CPSC 335
Assignment 1: Extendible Hashing
Due: Friday, February 5th, 2016, 9:00 am via D2L
Introduction
The purpose of this assignment is to investigate the dynamic hashing algorithm. A hash table uses a hash function to map keys to table addresses. If the keys are character string identifiers, then there is a very large number of possible keys, much greater than the size of a hash table. The hash function maps the large number of possible strings into table addresses. A good hash function spreads out the entries in the table, avoiding collision (keys mapping to the same table address) as much as possible. When the entries are spread out, the hash function can be used to quickly enter and find keys in the table, in about O(1) time. The dynamic (extendible) hashing allows increasing or decreasing the size of the file dynamically, allocating only requires space for hash table. The method is described in detail in your course Drozdek textbook.
Program
Write a program in Java that implements an extendible hash symbol table. You are free to choose any hash function that you like, that returns the bitmask of the size of 32 bits for each word hashed (the bitmask will not be unique). Your program should do the following:
1. Take the following three parameters from the command line: the name of the file to take the keys from file_name, the number of keys to hash number_keys and the size of the bucket bucket_size. The program should be named as1. The keys represented as words, for this assignment you can assume that the size of the word is limited by 20 characters.
2. A file containing over 10000 English words used by the gnu ispell program is posted on the Course web site. You can use this file to test your program. The second smaller data set from the Horowitz book is also provided. You can use it for debugging.

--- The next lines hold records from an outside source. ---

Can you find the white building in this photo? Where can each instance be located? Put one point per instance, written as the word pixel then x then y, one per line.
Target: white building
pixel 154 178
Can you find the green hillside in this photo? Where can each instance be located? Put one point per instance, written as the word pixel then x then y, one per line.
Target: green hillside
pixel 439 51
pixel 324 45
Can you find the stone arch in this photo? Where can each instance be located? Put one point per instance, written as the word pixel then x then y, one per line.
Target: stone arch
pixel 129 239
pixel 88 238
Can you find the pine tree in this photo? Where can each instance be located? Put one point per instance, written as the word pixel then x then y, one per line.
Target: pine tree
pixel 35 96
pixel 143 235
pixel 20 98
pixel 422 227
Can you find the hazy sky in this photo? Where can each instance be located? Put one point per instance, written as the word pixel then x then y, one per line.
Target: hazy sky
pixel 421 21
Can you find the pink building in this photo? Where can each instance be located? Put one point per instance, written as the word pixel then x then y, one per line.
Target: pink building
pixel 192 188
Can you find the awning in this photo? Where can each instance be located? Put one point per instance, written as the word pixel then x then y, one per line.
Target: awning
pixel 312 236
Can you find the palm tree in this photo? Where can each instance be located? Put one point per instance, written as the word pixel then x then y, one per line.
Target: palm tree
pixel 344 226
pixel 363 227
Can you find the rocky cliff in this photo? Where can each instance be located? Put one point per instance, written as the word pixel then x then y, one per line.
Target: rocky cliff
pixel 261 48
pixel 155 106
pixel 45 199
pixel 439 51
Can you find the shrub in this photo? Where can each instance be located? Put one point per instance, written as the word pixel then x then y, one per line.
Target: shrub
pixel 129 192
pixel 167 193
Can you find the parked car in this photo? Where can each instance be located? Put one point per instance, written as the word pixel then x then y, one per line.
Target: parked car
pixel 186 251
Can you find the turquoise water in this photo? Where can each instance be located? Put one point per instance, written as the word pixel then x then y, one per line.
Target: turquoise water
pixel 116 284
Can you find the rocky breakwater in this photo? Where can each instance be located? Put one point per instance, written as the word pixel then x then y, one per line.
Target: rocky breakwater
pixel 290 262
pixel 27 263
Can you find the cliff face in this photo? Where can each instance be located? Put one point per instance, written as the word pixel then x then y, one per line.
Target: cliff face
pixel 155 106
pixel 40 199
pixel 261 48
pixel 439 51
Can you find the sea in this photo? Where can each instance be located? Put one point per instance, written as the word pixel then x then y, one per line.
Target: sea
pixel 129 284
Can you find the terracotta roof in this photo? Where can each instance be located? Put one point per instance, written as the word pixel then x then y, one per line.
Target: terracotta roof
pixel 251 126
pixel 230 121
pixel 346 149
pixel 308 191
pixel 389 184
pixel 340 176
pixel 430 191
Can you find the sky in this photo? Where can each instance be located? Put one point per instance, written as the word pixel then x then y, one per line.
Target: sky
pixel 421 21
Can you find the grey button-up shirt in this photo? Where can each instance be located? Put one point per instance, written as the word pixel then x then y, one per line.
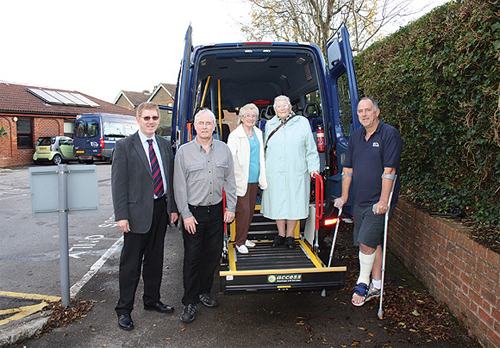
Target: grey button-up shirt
pixel 199 177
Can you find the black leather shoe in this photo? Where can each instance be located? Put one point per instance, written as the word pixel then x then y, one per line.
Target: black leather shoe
pixel 290 243
pixel 188 313
pixel 208 300
pixel 125 322
pixel 160 308
pixel 278 240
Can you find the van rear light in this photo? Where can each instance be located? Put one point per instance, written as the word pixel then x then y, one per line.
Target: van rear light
pixel 330 221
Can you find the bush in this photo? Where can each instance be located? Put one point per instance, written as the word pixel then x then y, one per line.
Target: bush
pixel 437 80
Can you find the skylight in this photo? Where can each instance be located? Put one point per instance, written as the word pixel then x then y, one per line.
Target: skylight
pixel 62 98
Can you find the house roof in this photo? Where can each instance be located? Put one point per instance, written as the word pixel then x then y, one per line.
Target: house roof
pixel 166 86
pixel 15 98
pixel 134 98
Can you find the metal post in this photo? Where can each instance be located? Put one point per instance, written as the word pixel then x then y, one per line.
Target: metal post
pixel 62 171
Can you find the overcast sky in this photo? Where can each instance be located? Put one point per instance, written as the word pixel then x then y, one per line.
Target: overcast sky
pixel 100 47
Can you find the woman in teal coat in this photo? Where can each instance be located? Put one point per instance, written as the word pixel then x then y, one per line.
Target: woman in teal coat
pixel 291 158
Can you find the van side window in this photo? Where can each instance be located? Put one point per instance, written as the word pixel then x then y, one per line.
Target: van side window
pixel 345 105
pixel 86 129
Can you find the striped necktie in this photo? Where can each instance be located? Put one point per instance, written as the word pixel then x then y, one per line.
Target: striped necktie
pixel 155 169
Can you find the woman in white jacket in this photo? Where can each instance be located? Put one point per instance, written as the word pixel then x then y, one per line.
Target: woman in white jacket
pixel 247 147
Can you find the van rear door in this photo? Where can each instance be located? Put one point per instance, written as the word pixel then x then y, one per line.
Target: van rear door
pixel 342 80
pixel 182 97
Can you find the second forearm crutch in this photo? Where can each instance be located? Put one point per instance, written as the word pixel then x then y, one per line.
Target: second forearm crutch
pixel 386 226
pixel 335 237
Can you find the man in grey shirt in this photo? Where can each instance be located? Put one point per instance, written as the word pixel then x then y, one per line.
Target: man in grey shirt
pixel 203 167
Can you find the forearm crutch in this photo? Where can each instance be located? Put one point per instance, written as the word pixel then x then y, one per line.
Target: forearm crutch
pixel 386 226
pixel 335 237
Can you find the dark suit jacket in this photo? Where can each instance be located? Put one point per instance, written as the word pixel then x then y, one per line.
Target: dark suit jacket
pixel 132 182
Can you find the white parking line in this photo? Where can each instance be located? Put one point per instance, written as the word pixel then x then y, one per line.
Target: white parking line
pixel 95 267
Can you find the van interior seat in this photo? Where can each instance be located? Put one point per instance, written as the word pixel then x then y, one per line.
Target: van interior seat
pixel 314 121
pixel 265 115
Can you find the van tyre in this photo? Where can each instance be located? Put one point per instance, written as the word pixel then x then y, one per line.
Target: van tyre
pixel 57 159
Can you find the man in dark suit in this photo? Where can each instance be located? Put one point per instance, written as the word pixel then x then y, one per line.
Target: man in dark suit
pixel 141 181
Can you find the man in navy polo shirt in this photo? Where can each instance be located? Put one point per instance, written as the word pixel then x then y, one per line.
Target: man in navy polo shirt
pixel 371 164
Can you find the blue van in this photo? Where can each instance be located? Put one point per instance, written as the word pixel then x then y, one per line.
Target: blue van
pixel 226 76
pixel 95 135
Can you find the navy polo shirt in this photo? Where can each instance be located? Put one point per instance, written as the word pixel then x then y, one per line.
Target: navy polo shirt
pixel 368 160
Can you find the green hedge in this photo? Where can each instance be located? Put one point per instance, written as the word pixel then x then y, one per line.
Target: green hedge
pixel 437 80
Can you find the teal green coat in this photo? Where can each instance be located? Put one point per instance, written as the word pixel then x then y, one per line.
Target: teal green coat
pixel 291 156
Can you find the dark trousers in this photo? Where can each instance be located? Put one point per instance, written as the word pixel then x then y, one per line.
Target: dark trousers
pixel 144 250
pixel 245 208
pixel 202 251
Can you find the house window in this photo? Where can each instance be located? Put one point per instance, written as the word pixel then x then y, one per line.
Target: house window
pixel 24 135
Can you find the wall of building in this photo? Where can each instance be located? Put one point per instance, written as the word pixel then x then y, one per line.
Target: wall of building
pixel 10 155
pixel 458 271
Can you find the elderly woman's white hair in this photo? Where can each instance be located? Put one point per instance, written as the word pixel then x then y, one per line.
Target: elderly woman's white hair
pixel 246 108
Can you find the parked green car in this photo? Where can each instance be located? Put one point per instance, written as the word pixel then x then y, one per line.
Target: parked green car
pixel 54 149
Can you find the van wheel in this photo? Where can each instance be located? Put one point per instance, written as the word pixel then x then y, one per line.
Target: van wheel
pixel 57 159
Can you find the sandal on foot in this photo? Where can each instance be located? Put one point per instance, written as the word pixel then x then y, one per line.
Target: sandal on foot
pixel 361 289
pixel 372 293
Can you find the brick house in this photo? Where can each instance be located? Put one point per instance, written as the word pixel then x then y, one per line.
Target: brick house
pixel 163 94
pixel 29 112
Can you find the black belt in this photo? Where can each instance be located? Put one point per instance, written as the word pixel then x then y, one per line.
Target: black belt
pixel 160 199
pixel 204 208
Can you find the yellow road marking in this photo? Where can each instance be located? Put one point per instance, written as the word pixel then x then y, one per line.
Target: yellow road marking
pixel 24 311
pixel 29 296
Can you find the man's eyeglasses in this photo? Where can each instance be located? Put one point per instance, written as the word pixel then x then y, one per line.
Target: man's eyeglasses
pixel 148 118
pixel 208 124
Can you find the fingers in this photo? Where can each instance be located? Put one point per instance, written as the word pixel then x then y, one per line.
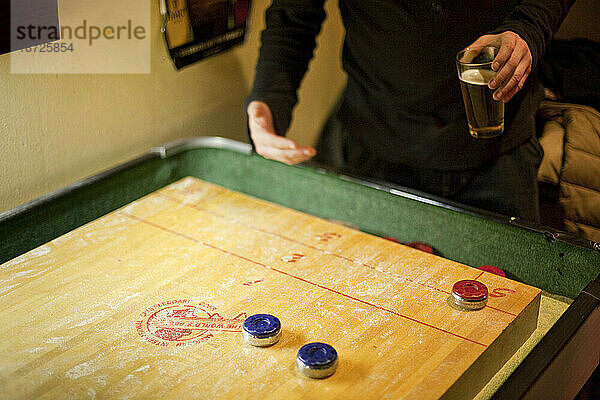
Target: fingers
pixel 513 63
pixel 270 145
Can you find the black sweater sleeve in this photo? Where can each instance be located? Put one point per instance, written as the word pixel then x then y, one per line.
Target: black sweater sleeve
pixel 288 42
pixel 536 22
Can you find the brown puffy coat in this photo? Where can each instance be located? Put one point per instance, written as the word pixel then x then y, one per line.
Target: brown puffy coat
pixel 571 142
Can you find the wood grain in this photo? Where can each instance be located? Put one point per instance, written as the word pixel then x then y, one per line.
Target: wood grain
pixel 147 302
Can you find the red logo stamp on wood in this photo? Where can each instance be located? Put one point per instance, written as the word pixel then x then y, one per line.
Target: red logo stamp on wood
pixel 182 322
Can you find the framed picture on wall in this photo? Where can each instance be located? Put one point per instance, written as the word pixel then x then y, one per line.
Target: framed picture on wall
pixel 196 29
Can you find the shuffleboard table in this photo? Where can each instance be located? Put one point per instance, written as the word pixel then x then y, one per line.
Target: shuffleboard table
pixel 135 283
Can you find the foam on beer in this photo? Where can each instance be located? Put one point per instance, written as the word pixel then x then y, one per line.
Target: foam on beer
pixel 477 76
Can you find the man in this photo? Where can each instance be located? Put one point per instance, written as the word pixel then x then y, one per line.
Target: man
pixel 401 117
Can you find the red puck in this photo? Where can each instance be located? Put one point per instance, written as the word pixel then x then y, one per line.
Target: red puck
pixel 421 246
pixel 469 294
pixel 492 270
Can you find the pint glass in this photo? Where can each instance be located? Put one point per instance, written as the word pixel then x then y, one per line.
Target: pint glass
pixel 485 116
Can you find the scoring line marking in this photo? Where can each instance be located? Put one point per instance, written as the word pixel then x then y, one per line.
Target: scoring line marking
pixel 195 207
pixel 173 232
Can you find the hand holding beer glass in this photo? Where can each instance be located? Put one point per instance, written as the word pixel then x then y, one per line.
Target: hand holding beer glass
pixel 485 116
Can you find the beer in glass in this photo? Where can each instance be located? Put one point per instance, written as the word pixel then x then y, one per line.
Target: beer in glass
pixel 485 116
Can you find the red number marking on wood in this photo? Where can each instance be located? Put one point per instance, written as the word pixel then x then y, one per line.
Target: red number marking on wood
pixel 327 236
pixel 501 292
pixel 250 283
pixel 293 258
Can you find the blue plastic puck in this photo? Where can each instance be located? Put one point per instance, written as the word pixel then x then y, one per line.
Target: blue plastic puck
pixel 261 330
pixel 317 360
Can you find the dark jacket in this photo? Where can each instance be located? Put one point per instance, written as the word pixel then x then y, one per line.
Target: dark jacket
pixel 402 99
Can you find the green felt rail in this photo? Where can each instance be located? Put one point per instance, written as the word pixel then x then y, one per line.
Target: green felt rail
pixel 553 265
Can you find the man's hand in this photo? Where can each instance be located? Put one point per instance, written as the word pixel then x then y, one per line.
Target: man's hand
pixel 270 145
pixel 513 63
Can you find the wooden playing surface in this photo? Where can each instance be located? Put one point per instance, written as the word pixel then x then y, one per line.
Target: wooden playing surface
pixel 148 301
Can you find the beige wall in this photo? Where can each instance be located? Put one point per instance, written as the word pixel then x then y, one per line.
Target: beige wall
pixel 59 128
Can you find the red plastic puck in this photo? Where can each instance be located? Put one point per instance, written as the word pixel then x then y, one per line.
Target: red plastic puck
pixel 470 290
pixel 492 270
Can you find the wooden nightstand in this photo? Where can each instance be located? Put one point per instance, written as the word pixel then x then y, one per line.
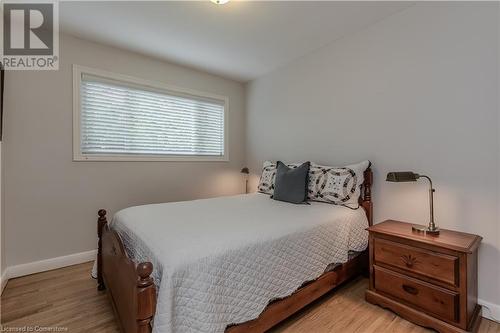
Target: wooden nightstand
pixel 429 280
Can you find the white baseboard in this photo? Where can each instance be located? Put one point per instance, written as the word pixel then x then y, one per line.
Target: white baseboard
pixel 48 264
pixel 491 311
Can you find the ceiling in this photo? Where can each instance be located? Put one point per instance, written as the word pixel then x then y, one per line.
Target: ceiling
pixel 241 40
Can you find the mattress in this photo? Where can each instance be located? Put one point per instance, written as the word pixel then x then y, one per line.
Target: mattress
pixel 220 261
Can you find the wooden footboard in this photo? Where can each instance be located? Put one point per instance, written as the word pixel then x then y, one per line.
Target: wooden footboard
pixel 130 286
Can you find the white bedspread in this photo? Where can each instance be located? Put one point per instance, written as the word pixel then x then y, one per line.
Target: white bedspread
pixel 220 261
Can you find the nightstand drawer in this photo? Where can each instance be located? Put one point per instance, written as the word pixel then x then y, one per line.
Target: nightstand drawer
pixel 434 265
pixel 431 299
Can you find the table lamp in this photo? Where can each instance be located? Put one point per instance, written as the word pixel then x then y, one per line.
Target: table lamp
pixel 409 176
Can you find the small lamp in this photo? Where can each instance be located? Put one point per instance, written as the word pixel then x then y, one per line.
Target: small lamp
pixel 408 176
pixel 245 171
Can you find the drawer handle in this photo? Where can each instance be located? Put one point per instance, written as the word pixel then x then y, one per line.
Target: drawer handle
pixel 410 289
pixel 409 260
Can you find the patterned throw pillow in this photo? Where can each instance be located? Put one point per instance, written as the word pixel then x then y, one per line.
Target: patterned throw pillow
pixel 340 186
pixel 268 177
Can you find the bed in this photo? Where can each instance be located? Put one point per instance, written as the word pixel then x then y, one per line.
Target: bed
pixel 236 264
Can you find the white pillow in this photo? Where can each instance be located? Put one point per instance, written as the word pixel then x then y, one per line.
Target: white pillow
pixel 340 186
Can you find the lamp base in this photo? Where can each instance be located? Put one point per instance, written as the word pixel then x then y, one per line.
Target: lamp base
pixel 425 229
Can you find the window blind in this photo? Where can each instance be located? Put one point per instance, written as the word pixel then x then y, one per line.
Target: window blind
pixel 125 119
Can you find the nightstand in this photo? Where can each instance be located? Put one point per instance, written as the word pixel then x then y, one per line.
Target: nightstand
pixel 430 280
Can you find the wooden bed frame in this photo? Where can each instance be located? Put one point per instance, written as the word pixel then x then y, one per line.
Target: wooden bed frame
pixel 133 293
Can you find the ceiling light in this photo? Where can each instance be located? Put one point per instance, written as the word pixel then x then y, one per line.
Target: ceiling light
pixel 220 2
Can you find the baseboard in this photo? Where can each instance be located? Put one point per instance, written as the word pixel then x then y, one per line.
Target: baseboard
pixel 48 264
pixel 491 311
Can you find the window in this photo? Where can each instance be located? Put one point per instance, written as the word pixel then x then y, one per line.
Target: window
pixel 122 118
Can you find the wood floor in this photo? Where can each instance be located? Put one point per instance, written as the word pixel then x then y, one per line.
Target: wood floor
pixel 67 298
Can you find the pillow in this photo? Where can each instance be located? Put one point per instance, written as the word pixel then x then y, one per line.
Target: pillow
pixel 268 176
pixel 340 186
pixel 291 183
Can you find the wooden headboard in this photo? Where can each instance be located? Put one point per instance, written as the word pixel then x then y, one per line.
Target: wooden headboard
pixel 365 200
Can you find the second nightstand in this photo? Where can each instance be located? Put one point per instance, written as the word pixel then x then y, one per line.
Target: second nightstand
pixel 430 280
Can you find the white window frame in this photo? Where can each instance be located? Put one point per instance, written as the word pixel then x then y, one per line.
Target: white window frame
pixel 146 84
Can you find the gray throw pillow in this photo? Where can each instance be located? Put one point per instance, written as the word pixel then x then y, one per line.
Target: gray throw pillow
pixel 291 183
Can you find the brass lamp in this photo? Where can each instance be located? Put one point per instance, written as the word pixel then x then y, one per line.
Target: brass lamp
pixel 408 176
pixel 245 171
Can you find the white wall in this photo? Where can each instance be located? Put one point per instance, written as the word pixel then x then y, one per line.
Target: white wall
pixel 415 91
pixel 51 202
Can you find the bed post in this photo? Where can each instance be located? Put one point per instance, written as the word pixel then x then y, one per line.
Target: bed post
pixel 146 297
pixel 101 222
pixel 367 195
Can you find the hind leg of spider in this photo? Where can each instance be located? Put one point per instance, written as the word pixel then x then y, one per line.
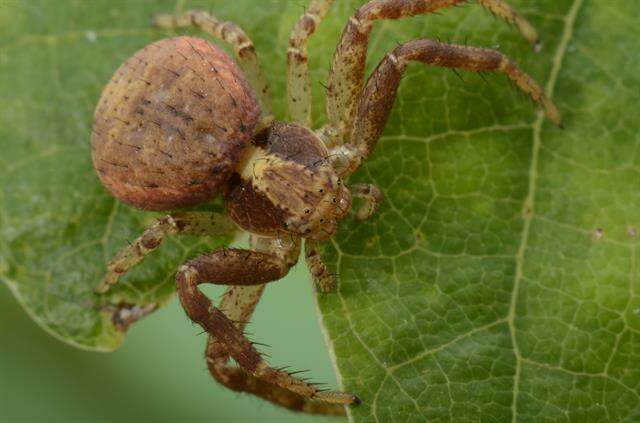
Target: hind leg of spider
pixel 194 223
pixel 231 34
pixel 379 94
pixel 346 77
pixel 238 305
pixel 242 267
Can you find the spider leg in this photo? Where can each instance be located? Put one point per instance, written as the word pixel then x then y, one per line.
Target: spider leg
pixel 195 223
pixel 238 304
pixel 298 80
pixel 372 197
pixel 229 33
pixel 379 94
pixel 346 77
pixel 323 280
pixel 242 267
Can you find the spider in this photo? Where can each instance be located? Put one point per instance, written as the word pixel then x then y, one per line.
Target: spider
pixel 181 122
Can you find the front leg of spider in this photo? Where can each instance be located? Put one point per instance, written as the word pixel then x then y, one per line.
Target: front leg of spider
pixel 181 123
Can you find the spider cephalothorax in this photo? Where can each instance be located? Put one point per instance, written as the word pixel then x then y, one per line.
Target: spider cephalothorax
pixel 287 185
pixel 181 123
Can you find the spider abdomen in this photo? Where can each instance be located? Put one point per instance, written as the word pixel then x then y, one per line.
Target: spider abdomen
pixel 172 124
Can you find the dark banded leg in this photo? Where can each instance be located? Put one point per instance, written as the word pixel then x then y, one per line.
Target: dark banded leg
pixel 379 94
pixel 372 197
pixel 194 223
pixel 346 78
pixel 229 33
pixel 241 267
pixel 323 280
pixel 298 80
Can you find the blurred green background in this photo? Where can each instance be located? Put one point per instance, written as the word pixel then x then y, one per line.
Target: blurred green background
pixel 159 374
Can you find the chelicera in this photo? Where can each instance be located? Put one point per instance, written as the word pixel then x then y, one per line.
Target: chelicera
pixel 181 122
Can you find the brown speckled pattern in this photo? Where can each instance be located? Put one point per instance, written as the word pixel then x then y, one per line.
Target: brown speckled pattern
pixel 172 123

3. Read keys from the file file_name sequentially. Enter each of the keys into the extendible hash table. Start with the table containing one key only, hash a word into the 32 bitmask (32 bits), place it in the first bucket, and continue hashing keys into this bucket until it is full. When the bucket becomes full, split it by two (following the rules described in the textbook) and create a second reference from the hash table onto the new bucket. Grow your data structure until the number of keys identified by the user: number_keys is reached.
4. Each bucket should be exactly 128 bytes, and can store variable number of words (stored character by character) depending on the word length. One of the ways to index words inside the bucket is to store
length_of_the_word1, word1, length_of_the_word2, word 2, ….
You can then perform sequential search within a bucket to find a specific word.
5. You must create an index within the bucket and performing binary search for a word in it to optimize processing
6. Re-read the set of keys of the specified size from the file, and look up each one in the hash table. Compute and print the average number of comparisons required to look up a key in the input file.
Written Report
Written report is an essential part of your assignment. Type and submit an electronic report (1-2 pages) following submission instructions posted on the web site that includes the following:
1. A brief description of your hash function to hash a word into 32 bitmask and justification of your choice (1 paragraph).
2. A brief description of your indexing method (within a bucket) and justification of your choice (1-2 paragraphs).
3. The average number of probes (obtained by experiments) required to look up keys in the large data file (words.txt) provided on the Course web site.
4. Analysis (theoretical) of how changing the bucket size would influence the number of probes required to look up keys and influence efficiency of hashing.
Hand in
Submit your source code and the electronic report according to your TA instructions. Read course late assignment policy in the Course Outline.
Marking
Assignment grades will be based on the two submitted components as described in the marking sheet. Source code that does not compile or produces run-time errors will receive maximum 3 points. Code that produces incorrect output will receive a maximum grade of 5 points.
Collaboration
The assignment must be done individually so everything that you hand in must be your original work, except for the code copied from the text. When someone else's code is used, you must acknowledge the source explicitly. Copying another student's work is an academic misconduct. Contact your TA if you have problems getting your code to work.